Gabriel vive en Bilbao, España, y su trabajo como sociólogo se da “fuera de nuestro contexto”. Ejerce como profesor en la Universidad del País Vasco y coordina el Centro de Estudios sobre Identidad Colectiva. Su interés radica en pensar y enseñar los cruces entre identidad colectiva y teoría sociológica, pero también pensar las distancias y las formas límite de la identidad. La hipótesis de la que parte en su libro sostiene que “la desaparición forzada de personas es una catástrofe para la identidad y para el lenguaje”, pero ¿qué afecta y qué imposibilita esa realidad? “La desaparición forzada, tal y como aquí se desplegó, afecta, no necesariamente imposibilita, pero sí afecta a nuestra manera de entender la identidad y nuestra manera de hablar de ella, del quién soy, del dónde vengo, del qué me hace. Afecta, en fin, a los soportes de lo que aquí se entiende por sentido, respecto de lo que constituye una verdadera catástrofe. Los “nuestra” y los “aquí” de la frase anterior son importantes para entender cómo he querido acercarme a este tema: hoy se ha extendido –en la academia, en la militancia– la idea de que la desaparición forzada es casi un universal y que es también universal la manera de responder a eso. No es cierto: ese viejo dicho jurídico de “Donde existe la misma razón debe existir la misma disposición”, sociológicamente no se aplica, pues no en todos los lugares donde existe algo que el derecho internacional llama “desaparición forzada de personas” se reacciona igual. A veces se digiere como un desastre repetido, reconocible, viejo, eterno, otras como una enorme novedad. A veces se entiende que afecta a maneras colectivas de pensar o de creer. Otras, a la identidad de un individuo. En el caso de “nuestra” desaparición forzada, la catástrofe fue devastadora por inaudita, y afectó a las bases en algún punto locales de construir sentido. Y frente a una quiebra que se representó de ese modo se reaccionó de muchas maneras, pero todas batallando en el territorio del sentido. De esas batallas habla el libro.

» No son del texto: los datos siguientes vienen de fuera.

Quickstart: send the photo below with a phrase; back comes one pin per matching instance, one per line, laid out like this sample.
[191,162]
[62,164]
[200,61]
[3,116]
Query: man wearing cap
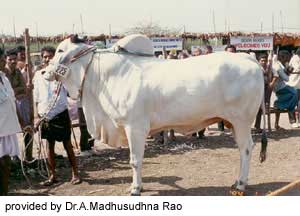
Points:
[294,81]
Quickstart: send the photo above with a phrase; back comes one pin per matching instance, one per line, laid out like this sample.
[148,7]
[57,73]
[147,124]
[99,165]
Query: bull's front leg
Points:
[136,136]
[245,145]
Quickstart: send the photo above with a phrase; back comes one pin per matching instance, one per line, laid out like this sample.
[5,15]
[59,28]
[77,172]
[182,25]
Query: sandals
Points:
[49,182]
[76,181]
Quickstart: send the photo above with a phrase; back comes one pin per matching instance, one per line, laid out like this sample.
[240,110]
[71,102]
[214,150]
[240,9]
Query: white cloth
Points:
[295,78]
[44,92]
[73,109]
[9,123]
[9,145]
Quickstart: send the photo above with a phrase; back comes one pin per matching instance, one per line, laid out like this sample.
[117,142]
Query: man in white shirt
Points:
[294,81]
[57,124]
[9,126]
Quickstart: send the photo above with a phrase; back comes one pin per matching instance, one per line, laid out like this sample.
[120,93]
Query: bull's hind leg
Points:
[136,136]
[242,135]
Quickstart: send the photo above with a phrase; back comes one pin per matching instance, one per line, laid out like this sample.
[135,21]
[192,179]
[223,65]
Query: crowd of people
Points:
[281,75]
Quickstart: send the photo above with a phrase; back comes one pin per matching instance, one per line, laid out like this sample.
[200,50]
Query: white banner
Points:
[168,43]
[218,48]
[252,43]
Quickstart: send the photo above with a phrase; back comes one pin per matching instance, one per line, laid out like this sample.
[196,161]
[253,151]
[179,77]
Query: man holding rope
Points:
[9,126]
[56,124]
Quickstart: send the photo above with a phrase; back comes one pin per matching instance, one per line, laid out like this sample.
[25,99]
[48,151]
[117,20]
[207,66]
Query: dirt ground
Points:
[185,167]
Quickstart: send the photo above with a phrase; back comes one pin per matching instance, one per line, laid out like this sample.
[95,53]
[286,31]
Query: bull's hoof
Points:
[238,189]
[236,192]
[262,156]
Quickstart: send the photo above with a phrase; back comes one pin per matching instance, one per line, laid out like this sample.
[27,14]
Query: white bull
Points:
[132,96]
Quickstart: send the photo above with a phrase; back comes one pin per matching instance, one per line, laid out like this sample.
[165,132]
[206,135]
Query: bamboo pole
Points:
[29,72]
[285,188]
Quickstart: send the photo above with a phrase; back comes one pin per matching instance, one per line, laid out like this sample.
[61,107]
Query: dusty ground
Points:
[186,167]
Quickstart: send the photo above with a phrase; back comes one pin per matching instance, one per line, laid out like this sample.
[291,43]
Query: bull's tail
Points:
[264,139]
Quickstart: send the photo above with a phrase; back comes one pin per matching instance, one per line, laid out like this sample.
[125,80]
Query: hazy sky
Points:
[53,17]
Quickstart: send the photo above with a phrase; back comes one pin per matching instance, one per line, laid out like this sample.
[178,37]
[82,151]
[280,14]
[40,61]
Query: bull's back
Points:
[203,87]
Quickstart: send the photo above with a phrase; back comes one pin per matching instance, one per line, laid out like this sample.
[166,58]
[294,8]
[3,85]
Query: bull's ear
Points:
[76,39]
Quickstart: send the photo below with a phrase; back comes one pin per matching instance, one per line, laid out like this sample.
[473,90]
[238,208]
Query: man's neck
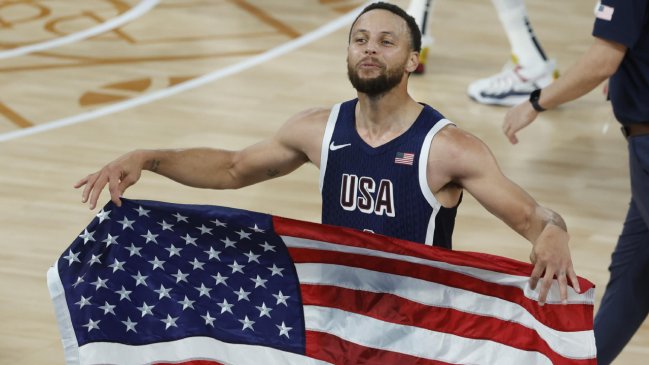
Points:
[379,119]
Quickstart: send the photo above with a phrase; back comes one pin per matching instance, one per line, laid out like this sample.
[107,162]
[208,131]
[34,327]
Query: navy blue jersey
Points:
[627,22]
[383,189]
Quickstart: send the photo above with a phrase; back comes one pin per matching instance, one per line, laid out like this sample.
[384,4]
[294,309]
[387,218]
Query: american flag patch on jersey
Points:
[404,158]
[604,12]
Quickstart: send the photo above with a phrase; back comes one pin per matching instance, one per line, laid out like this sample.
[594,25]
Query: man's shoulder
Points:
[455,143]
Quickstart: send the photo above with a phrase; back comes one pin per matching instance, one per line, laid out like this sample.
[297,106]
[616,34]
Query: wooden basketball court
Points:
[66,109]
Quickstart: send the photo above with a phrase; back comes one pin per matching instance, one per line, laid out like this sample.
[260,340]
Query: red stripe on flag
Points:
[335,350]
[356,238]
[571,317]
[395,309]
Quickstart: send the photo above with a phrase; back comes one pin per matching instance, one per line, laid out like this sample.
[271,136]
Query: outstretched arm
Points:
[469,163]
[297,142]
[598,63]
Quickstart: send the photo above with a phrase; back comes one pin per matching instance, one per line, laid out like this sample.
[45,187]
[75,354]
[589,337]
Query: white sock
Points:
[525,47]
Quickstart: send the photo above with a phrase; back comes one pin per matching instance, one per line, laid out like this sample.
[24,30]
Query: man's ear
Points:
[413,62]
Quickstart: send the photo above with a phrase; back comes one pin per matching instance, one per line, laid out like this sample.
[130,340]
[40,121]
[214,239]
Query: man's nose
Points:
[370,48]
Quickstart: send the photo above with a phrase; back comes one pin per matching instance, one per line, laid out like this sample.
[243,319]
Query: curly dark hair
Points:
[415,33]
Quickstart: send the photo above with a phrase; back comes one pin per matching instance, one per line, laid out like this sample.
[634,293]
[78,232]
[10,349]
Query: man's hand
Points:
[518,118]
[551,257]
[119,175]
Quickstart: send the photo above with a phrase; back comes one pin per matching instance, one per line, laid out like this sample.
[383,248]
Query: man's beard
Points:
[377,85]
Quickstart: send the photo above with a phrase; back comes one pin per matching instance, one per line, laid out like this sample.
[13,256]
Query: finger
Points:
[114,189]
[98,186]
[536,276]
[511,135]
[563,286]
[574,280]
[546,284]
[81,182]
[90,182]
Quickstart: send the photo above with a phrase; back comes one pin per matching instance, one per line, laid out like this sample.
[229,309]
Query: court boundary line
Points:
[190,84]
[137,11]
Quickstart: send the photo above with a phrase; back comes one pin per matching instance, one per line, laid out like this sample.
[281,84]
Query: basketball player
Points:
[388,164]
[529,69]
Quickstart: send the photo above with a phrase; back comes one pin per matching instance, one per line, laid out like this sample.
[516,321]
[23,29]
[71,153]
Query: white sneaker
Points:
[512,85]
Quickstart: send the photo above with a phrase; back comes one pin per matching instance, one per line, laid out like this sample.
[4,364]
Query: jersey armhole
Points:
[326,139]
[423,162]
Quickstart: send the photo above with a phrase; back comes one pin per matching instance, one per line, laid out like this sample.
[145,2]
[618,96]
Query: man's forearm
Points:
[600,61]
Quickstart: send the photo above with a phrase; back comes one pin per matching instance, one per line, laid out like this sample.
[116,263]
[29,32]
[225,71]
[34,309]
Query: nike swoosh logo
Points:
[333,147]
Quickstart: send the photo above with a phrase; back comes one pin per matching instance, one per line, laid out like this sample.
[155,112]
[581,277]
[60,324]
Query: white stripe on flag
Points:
[192,348]
[574,345]
[370,332]
[521,282]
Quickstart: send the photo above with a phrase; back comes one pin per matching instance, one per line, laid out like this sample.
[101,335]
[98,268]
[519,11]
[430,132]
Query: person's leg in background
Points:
[625,303]
[422,11]
[530,70]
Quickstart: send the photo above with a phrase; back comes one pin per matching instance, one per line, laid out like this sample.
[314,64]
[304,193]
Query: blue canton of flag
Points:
[142,276]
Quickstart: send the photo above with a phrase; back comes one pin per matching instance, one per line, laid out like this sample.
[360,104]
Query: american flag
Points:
[160,283]
[404,158]
[604,12]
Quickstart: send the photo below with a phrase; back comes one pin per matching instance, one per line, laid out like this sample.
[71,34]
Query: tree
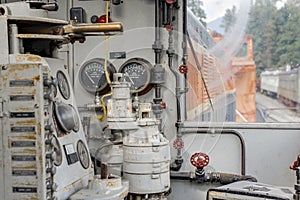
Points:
[262,25]
[229,19]
[196,8]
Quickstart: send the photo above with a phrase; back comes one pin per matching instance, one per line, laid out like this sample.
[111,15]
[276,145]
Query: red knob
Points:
[199,160]
[183,69]
[294,165]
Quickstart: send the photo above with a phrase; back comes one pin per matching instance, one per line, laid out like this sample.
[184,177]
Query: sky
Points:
[216,8]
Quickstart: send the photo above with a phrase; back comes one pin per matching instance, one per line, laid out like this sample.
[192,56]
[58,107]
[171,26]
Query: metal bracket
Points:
[1,108]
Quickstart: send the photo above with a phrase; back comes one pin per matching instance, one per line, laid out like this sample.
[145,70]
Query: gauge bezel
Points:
[65,95]
[57,149]
[104,88]
[147,65]
[84,165]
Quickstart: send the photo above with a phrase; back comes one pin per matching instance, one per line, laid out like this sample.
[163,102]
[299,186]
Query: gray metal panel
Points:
[4,40]
[23,126]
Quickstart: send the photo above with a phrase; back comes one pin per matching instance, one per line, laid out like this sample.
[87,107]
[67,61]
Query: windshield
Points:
[250,73]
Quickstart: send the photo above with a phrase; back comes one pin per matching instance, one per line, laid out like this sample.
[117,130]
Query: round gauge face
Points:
[57,150]
[92,75]
[63,85]
[83,154]
[66,117]
[139,74]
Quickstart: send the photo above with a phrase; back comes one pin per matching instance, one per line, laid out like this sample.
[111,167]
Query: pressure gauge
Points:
[63,85]
[83,154]
[66,117]
[57,150]
[139,72]
[92,75]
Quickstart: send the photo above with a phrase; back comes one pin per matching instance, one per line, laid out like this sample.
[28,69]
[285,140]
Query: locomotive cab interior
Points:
[131,99]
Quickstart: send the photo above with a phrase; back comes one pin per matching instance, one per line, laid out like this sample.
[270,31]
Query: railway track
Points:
[271,110]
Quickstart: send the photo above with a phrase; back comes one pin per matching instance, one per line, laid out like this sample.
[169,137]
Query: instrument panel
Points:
[139,74]
[92,75]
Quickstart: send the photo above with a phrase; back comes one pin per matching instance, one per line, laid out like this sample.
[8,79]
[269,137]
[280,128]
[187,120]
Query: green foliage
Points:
[229,19]
[276,33]
[196,8]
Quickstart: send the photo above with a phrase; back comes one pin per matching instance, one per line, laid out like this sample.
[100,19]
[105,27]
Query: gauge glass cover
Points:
[83,154]
[63,85]
[92,75]
[139,74]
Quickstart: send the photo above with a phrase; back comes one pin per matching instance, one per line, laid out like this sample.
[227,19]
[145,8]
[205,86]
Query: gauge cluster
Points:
[139,74]
[92,75]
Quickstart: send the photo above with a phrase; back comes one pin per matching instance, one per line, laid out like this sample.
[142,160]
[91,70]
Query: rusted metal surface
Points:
[245,82]
[42,36]
[22,133]
[4,40]
[103,27]
[218,82]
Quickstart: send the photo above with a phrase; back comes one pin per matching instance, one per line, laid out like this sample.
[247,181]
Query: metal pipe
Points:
[158,70]
[103,27]
[184,48]
[157,43]
[178,161]
[14,42]
[213,177]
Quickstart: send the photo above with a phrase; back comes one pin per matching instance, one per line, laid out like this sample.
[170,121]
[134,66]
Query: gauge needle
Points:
[89,77]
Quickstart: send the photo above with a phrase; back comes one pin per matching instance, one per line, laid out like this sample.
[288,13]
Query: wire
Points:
[103,116]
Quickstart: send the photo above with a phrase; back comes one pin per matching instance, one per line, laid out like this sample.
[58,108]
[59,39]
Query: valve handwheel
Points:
[199,160]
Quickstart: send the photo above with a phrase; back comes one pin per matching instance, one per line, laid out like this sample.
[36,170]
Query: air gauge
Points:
[139,72]
[83,154]
[92,75]
[63,85]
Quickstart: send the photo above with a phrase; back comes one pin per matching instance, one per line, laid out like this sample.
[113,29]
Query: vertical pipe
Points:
[14,42]
[158,70]
[184,49]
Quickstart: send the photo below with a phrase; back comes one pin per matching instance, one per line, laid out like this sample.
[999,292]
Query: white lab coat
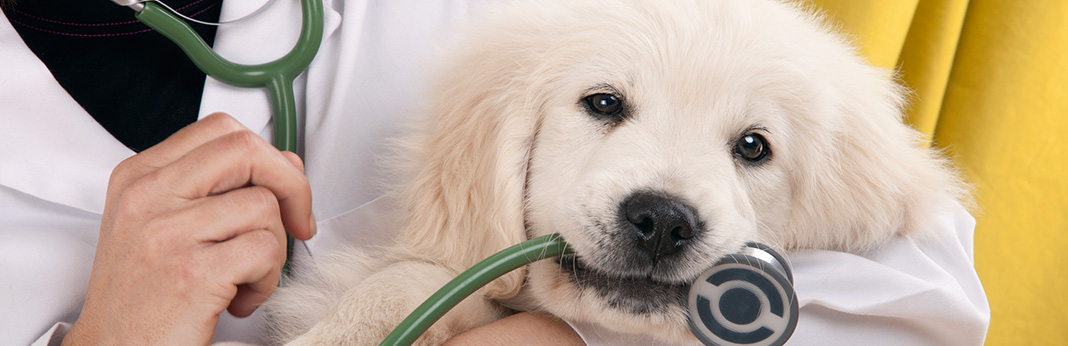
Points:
[367,78]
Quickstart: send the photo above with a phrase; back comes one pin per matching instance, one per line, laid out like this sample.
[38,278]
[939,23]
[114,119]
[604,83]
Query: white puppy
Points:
[656,137]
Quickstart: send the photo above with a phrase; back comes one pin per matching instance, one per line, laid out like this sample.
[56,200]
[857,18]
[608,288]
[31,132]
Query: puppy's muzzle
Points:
[663,224]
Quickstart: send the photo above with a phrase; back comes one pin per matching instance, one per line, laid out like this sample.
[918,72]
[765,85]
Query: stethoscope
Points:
[277,76]
[745,298]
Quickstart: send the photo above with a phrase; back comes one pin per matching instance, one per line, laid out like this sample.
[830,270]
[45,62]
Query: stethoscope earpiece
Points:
[744,299]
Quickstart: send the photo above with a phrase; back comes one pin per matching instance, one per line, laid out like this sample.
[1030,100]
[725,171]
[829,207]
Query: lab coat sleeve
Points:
[53,336]
[907,292]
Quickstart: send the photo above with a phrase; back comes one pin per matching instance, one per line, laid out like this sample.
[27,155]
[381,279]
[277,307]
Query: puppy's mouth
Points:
[632,295]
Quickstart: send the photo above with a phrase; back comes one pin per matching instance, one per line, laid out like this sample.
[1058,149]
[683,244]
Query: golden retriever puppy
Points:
[656,137]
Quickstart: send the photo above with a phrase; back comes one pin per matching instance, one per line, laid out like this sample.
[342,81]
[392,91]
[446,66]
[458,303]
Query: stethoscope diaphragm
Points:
[745,298]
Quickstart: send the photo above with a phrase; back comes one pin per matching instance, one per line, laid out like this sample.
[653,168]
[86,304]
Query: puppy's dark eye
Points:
[752,147]
[607,105]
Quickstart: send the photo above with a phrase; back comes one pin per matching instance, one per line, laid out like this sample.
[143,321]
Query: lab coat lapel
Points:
[52,148]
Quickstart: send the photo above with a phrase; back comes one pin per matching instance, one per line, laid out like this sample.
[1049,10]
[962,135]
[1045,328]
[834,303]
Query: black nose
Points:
[663,223]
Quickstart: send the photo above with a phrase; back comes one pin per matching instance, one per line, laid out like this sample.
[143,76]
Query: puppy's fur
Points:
[513,150]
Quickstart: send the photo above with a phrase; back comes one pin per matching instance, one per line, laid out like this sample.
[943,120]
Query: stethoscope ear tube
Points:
[745,298]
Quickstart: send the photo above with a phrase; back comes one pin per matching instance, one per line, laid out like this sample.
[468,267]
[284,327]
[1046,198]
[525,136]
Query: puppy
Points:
[656,137]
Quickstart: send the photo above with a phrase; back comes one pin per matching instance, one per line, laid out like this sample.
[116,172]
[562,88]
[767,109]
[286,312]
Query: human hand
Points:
[192,226]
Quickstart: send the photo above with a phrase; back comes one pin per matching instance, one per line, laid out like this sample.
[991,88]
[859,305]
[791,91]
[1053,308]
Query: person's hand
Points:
[192,226]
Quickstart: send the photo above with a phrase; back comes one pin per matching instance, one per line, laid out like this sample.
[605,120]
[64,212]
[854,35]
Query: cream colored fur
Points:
[508,152]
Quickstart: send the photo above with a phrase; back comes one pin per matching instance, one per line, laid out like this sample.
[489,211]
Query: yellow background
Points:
[990,87]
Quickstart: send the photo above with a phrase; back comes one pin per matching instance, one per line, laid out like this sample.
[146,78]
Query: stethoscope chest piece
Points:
[744,299]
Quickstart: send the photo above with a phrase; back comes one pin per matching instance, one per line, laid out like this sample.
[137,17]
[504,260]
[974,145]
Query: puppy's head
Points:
[657,137]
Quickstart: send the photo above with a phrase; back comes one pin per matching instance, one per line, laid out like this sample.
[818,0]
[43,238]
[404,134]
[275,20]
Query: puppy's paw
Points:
[368,312]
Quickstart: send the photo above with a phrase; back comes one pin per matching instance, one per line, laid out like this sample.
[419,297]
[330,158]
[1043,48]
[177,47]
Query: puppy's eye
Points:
[605,105]
[752,147]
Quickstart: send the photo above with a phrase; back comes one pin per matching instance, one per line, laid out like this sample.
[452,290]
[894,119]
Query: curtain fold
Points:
[990,82]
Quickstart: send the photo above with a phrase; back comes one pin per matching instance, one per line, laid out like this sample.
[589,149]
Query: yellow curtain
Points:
[991,87]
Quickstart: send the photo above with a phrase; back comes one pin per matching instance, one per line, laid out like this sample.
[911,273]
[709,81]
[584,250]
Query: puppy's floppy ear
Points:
[465,190]
[868,176]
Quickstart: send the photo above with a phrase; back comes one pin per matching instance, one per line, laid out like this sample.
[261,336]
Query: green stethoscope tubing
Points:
[277,76]
[471,280]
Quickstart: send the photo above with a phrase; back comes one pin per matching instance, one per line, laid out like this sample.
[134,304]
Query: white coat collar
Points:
[51,147]
[55,151]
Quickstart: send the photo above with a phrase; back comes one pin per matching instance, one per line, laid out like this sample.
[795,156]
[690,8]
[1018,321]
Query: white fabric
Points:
[905,293]
[367,78]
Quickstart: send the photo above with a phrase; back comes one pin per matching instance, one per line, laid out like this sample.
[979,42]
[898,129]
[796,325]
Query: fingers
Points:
[223,217]
[239,159]
[185,140]
[252,261]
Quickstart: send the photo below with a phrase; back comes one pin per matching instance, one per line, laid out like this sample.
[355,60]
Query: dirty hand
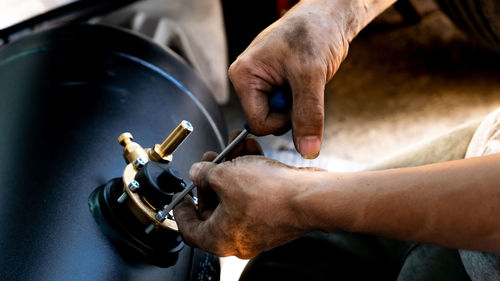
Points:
[302,50]
[245,205]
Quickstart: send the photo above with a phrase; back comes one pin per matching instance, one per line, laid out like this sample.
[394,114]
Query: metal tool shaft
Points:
[241,136]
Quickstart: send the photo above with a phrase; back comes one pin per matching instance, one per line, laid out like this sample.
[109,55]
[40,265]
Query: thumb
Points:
[188,221]
[308,116]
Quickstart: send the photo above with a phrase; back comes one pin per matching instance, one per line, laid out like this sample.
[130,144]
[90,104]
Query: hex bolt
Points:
[133,185]
[122,198]
[159,216]
[139,163]
[149,228]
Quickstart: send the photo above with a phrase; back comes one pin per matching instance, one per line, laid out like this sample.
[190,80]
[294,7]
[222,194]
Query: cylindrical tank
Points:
[66,94]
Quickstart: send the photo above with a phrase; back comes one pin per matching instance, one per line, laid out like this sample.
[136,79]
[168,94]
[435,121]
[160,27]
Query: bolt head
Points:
[133,185]
[125,138]
[139,163]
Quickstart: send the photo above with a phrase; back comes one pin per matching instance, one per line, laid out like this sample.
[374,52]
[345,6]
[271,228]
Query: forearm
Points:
[351,15]
[454,204]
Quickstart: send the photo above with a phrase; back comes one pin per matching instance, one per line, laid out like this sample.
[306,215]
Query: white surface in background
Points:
[15,11]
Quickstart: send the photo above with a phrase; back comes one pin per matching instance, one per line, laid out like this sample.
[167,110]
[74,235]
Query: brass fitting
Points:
[131,150]
[163,152]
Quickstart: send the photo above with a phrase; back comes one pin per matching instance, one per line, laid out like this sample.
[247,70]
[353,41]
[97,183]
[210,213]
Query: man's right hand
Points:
[302,50]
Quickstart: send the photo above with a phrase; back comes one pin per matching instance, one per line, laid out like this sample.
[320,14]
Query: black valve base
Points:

En el libro también decís que tus familiares siempre “están siendo” desaparecidos, que la desaparición y lo que conlleva dibuja mucho de lo que constituye tu lugar de enunciación. Allí hablás precisamente de ese entorno que da forma a tu identidad. ¿De qué modos se configuran –o de qué modos pudiste configurar vos– esos mundos para poder hacer algo y sostener(te) cuando sobrevino la catástrofe y apareció el vacío como lugar desde donde hay que pensar(se)?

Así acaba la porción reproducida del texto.